We can’t think our way out of these emotional programs that cause us to look for happiness where it cannot be found. Instead, we must heal the original wounds of deprivation so that we are no longer ruled by our unconscious programs. Making the unconscious conscious and welcoming healing naturally inclines us to change the direction in which we look for happiness and fulfillment. Centering prayer invites the creator spirit within us to manifest as the “divine therapist,” gradually inviting us to relinquish any unconscious self-made obstacle that blocks the free flow of divine grace through our authentic self.
Welcoming Prayer is the practice that actively lets go of thoughts and feelings that support the false-self system. It embraces painful emotions experienced in the body rather than avoiding them or trying to suppress them.
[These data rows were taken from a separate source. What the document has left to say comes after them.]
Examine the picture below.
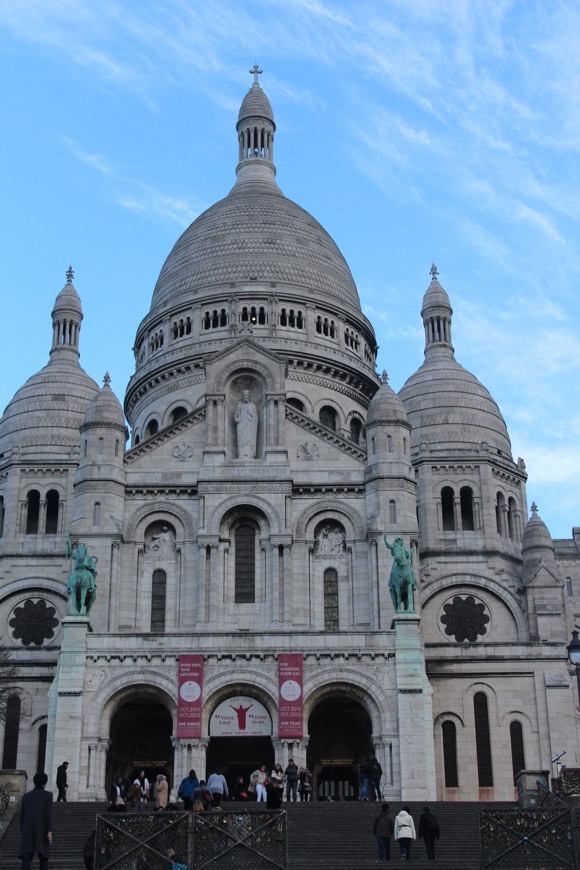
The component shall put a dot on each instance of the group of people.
(269, 788)
(402, 829)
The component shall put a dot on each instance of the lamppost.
(574, 657)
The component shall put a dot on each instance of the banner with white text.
(290, 683)
(190, 686)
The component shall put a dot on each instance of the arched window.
(327, 417)
(499, 513)
(466, 500)
(512, 519)
(158, 599)
(482, 741)
(152, 428)
(41, 752)
(448, 509)
(11, 731)
(32, 512)
(330, 600)
(449, 734)
(178, 413)
(51, 524)
(355, 430)
(517, 744)
(245, 564)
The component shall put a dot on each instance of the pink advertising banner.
(190, 687)
(290, 682)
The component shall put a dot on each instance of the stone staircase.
(335, 836)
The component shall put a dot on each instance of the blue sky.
(415, 131)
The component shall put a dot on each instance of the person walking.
(405, 832)
(187, 787)
(429, 831)
(61, 781)
(291, 774)
(162, 792)
(383, 829)
(36, 824)
(218, 787)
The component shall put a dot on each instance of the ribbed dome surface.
(48, 410)
(448, 407)
(255, 235)
(385, 406)
(105, 408)
(256, 105)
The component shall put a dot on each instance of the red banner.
(190, 690)
(290, 684)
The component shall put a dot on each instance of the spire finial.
(256, 71)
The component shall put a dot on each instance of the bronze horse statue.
(402, 580)
(81, 582)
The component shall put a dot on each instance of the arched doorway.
(240, 730)
(140, 734)
(340, 732)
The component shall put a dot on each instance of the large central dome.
(255, 234)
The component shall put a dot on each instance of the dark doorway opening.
(340, 738)
(238, 756)
(140, 734)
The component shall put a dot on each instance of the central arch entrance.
(140, 736)
(240, 729)
(340, 732)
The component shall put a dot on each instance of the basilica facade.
(246, 531)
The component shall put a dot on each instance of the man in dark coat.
(36, 824)
(429, 830)
(61, 781)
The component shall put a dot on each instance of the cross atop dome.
(256, 71)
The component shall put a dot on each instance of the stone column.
(415, 711)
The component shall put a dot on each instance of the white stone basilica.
(245, 520)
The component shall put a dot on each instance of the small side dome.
(537, 541)
(104, 408)
(385, 406)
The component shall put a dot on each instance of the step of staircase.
(335, 836)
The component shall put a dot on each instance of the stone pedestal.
(415, 709)
(65, 724)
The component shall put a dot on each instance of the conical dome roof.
(386, 406)
(447, 407)
(45, 414)
(105, 408)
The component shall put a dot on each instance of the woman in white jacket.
(405, 832)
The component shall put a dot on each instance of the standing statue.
(246, 419)
(402, 580)
(81, 582)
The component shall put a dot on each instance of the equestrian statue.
(402, 581)
(81, 582)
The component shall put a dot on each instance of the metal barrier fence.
(227, 840)
(520, 839)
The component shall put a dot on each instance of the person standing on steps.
(61, 781)
(383, 829)
(429, 831)
(405, 832)
(36, 824)
(291, 774)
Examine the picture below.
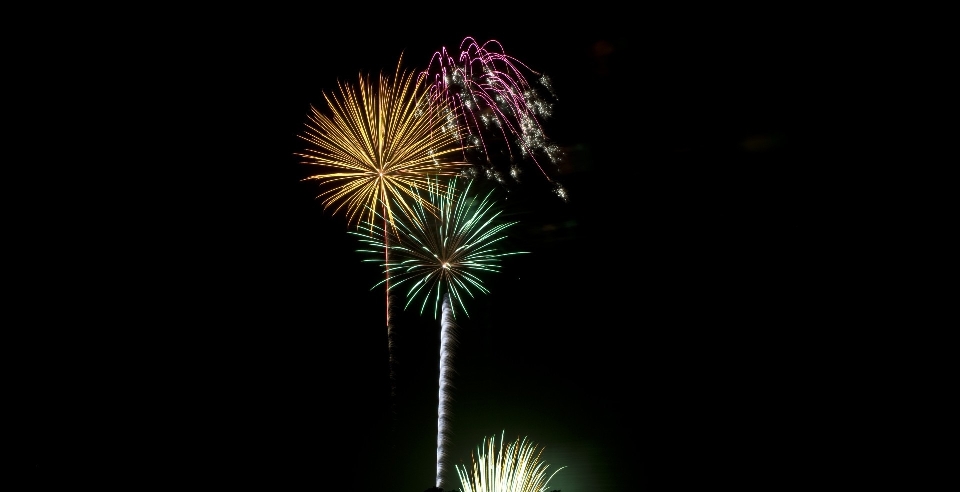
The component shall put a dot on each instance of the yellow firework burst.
(379, 142)
(514, 468)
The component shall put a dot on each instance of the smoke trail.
(447, 343)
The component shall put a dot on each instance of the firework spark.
(379, 144)
(496, 104)
(444, 253)
(448, 342)
(515, 469)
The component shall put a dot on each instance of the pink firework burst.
(500, 103)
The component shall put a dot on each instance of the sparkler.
(440, 257)
(515, 469)
(448, 342)
(497, 106)
(378, 145)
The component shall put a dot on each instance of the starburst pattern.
(499, 103)
(516, 468)
(446, 252)
(378, 144)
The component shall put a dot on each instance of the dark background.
(666, 331)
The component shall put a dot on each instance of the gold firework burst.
(378, 143)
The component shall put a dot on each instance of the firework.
(516, 468)
(378, 144)
(499, 103)
(448, 342)
(446, 252)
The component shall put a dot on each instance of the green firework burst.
(446, 248)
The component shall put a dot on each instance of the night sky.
(663, 333)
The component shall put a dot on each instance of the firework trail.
(441, 257)
(448, 342)
(497, 106)
(379, 144)
(515, 469)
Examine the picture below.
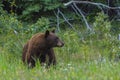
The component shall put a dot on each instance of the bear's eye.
(56, 38)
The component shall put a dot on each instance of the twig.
(79, 10)
(66, 20)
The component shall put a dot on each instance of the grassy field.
(77, 60)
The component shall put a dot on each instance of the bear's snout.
(60, 44)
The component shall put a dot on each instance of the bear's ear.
(53, 31)
(47, 33)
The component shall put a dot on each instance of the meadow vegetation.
(87, 55)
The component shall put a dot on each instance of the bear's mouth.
(60, 44)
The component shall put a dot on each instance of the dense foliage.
(87, 54)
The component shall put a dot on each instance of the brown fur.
(40, 46)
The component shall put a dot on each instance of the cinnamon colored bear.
(40, 46)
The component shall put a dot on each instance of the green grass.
(77, 60)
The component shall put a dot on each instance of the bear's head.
(52, 40)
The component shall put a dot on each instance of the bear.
(40, 47)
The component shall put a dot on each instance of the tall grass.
(86, 57)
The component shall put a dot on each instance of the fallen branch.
(79, 10)
(88, 2)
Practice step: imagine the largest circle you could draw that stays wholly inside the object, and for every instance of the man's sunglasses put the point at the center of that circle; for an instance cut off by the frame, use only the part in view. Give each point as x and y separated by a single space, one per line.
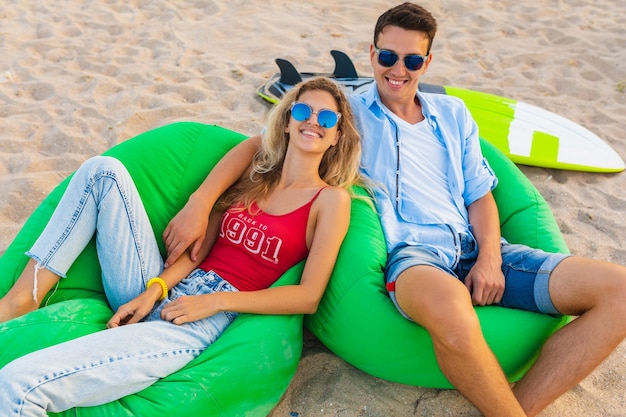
325 117
388 58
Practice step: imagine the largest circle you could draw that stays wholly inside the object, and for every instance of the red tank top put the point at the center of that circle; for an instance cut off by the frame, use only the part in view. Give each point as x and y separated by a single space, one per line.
254 249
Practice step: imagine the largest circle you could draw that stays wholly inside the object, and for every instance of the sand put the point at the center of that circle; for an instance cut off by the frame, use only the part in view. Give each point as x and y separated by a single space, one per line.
77 77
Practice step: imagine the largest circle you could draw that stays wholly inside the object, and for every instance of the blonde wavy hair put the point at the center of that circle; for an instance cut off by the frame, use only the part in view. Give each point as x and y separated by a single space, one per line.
339 165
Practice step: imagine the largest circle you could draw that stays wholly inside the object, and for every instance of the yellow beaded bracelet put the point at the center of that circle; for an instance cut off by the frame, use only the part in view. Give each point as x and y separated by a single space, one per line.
158 280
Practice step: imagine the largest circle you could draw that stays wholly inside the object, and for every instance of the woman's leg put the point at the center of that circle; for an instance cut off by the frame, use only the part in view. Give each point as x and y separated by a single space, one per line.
101 196
104 366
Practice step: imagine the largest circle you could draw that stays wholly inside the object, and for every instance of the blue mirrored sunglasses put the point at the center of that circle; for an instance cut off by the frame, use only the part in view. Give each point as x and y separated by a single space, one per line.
325 117
388 58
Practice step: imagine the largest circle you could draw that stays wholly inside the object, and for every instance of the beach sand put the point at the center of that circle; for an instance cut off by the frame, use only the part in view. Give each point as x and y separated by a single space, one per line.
77 77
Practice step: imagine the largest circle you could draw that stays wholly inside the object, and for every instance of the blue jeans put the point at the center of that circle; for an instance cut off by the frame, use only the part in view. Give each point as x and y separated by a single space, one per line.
99 368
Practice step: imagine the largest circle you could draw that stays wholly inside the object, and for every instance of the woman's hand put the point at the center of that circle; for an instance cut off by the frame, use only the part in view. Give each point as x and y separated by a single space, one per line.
191 308
136 309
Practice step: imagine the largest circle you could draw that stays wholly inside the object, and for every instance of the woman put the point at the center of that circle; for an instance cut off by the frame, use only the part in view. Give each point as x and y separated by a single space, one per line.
293 205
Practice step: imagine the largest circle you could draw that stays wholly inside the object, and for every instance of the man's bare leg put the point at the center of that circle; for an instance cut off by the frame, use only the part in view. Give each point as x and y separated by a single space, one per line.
595 291
443 306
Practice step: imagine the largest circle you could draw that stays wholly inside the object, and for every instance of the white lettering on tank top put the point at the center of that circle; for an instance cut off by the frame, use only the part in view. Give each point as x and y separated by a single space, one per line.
247 232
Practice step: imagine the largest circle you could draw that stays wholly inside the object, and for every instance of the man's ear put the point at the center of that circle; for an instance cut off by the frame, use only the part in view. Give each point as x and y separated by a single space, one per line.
337 137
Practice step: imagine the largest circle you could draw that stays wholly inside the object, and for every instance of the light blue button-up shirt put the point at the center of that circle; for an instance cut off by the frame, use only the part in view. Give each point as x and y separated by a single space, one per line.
405 220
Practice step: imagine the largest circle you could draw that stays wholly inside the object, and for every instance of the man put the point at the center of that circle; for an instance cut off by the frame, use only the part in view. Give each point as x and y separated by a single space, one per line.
443 236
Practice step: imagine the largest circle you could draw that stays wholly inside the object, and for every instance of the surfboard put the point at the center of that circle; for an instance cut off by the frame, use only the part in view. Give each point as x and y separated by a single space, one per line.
527 134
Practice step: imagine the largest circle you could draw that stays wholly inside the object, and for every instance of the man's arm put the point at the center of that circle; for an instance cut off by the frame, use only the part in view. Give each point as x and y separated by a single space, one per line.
188 227
486 281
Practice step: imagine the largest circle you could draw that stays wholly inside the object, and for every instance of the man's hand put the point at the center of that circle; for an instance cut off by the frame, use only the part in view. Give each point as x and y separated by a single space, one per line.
190 308
187 228
485 282
136 309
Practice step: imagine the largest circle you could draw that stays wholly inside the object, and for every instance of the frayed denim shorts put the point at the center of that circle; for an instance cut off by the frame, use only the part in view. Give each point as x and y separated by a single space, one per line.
526 271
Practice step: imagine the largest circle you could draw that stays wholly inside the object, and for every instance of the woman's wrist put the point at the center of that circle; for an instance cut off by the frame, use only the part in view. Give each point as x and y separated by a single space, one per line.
158 288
It does not embrace the suffering as such but the presence of the Holy Spirit in the particular pain, whether physical, emotional, or mental. Thus, it is the full acceptance of the content of the present moment. [In] giving the experience over to the Holy Spirit, the false-self system is gradually undermined and the true self liberated.
~Thomas Keating
The Welcoming Prayer can be used whenever you experience discomfort, pain or upset. It’s a gesture of the will that allows you to welcome the creator spirit as you acknowledge the difficulties of being a human. Trusting in the process of divine therapy, you can let it go and allow yourself to be transformed from within. You can quit trying to rearrange outer circumstances and instead let go and let God. Over time, you will free yourself from the unconscious influence of the false self and your authentic self will shine through. The welcoming prayer is a method that complements centering prayer, as it allows you to consent to God’s presence and action whenever you are presented with evidence of an activated false self: worry, anger, fear, blame, shame, etc.
To welcome and to let go is one of the most radically loving, faith-filled gestures we can make in each moment of each day. It is an open-hearted embrace of all that is in ourselves, in others and in the world. ~ Mary Mrozowski
The Welcoming Prayer Method
There are three movements of the prayer:
Feel and sink into what you are experiencing this moment in your body.
“WELCOME” what you are experiencing this moment in your body as an opportunity to consent to the Divine Indwelling.
Let go by saying “I let go of my desire for security, affection, control and embrace this moment as it is.”
Most of us resist the content of the present moment mightily when it contains pain. Welcoming upset, pain or discomfort may sound counterintuitive, but as long as we resist what is, we stay stuck in it. Paradoxically, it is in embracing the moment as it is that we can free ourselves enough to allow change. When we welcome and accept the content of the present moment, whatever it may be, knowing that we are one with the intelligence of the creator spirit, we can open ourselves to the free flow of grace which heals all things and restores us to the divine humans that we were created to be.